Even if the states should prove themselves unimaginative or listless, there are philosophical reasons for making what is now called welfare a state responsibility supported in part by federal funds. To the extent that welfare involves income redistribution, it is properly a national duty. But to the extent that it involves character development, it is a local one. When it comes to defining the essential features of a decent family life and prescribing the desirable guidelines for child care, the clearest, most authentic voices will be those of friends and neighbors, not those of policy analysts and distant legislators. The more precisely we attune the design of child care to the central message of the communal voices, the more likely we are to make progress.

Though philosophical as well as practical considerations suggest state and local experimentation, we must be prepared for the possibility that nothing we do by plan will make a large difference in the life chances of at-risk children. We are experiencing the working out of a massive cultural shift that has been under way for many decades—indeed, for most of this century. That cultural shift has as its central feature the emancipation of the individual from the restraints of tradition, community, and government. Most of us have benefited greatly from the freedom and opportunity that have resulted. And most of us have paid only a modest price for these benefits: we may have children who wear odd clothes, hear music that conveys a frenetic mindlessness, and confront media that are increasingly vulgar. We can endure these things; some, forever adolescent, even enjoy them.

But those among us who are for any reason especially lacking in internal restraints and thus especially vulnerable to cultural shifts have paid a very high price. Sex has been divorced from commitment, child rearing separated from family life, escapism extended to drug abuse, and entry-level work redefined as demeaning. This is not a uniquely racial problem or a uniquely American one; it is a feature of much of the industrialized West.

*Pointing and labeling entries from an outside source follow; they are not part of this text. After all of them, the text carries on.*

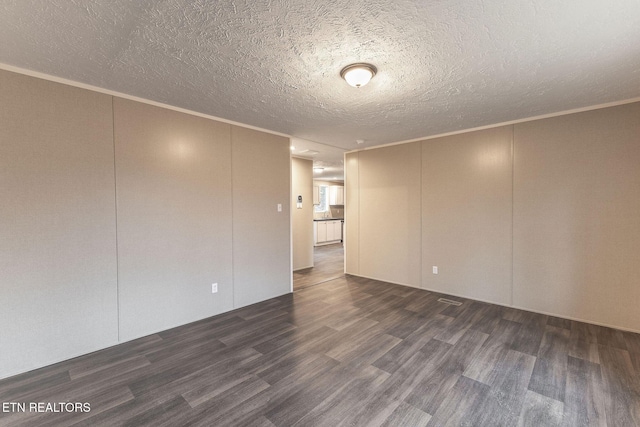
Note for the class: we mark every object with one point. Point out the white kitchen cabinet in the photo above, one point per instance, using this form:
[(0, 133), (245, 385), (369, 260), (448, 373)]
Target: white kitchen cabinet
[(320, 228), (326, 232), (336, 195)]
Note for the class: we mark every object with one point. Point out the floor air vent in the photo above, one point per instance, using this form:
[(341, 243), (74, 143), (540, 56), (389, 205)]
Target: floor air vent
[(448, 301)]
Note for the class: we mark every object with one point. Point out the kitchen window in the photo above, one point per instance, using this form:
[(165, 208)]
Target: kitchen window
[(323, 206)]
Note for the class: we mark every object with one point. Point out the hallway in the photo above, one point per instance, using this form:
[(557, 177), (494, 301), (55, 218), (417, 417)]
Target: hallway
[(328, 264)]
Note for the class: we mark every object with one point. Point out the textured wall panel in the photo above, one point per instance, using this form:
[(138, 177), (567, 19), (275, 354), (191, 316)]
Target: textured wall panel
[(261, 234), (576, 204), (174, 217), (466, 214), (57, 216), (390, 214), (352, 214), (302, 219)]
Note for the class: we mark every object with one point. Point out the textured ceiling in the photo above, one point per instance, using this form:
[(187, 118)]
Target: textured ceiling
[(443, 65)]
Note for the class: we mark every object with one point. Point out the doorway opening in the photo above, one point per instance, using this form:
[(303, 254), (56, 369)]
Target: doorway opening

We must choose among three responses: await a moral reawakening, increase public safety, or try to rebuild the family lives of our most at-risk children. We should strive for all three, but with varying degrees of optimism. Moral revitalization may occur, but it will not occur by plan. Public safety can be enhanced, but the cost is high, and it will punish those people whose lives are already blighted and whose progeny are already set upon the wrong path. Remaking family life is equally costly and its prospects equally uncertain, but we have done it in the past. In Victorian England and Victorian America, countless organizations tried to save the children and did so on the basis of firm convictions as to what constitutes a decent family life. We have to some degree abandoned the effort, and the moral convictions that underlie it, in favor of something we now call, disdainfully, welfare. We have replaced our desire to save children with a desire to end either poverty or dependency. Poverty and dependency are social ills, but there are poor and dependent families who raise decent children.

What we call problems shapes how we approach them. Let us stop calling our problem welfare, where young mothers are involved. We ought to be talking about saving the children. If we reduce poverty or dependency and still allow incompetent parents to raise vulnerable children, we will succeed only in finding a new route to the false utopia that Karl Marx held out to us: a world without want or subservience, but also one without virtue, or decency, or self-respect.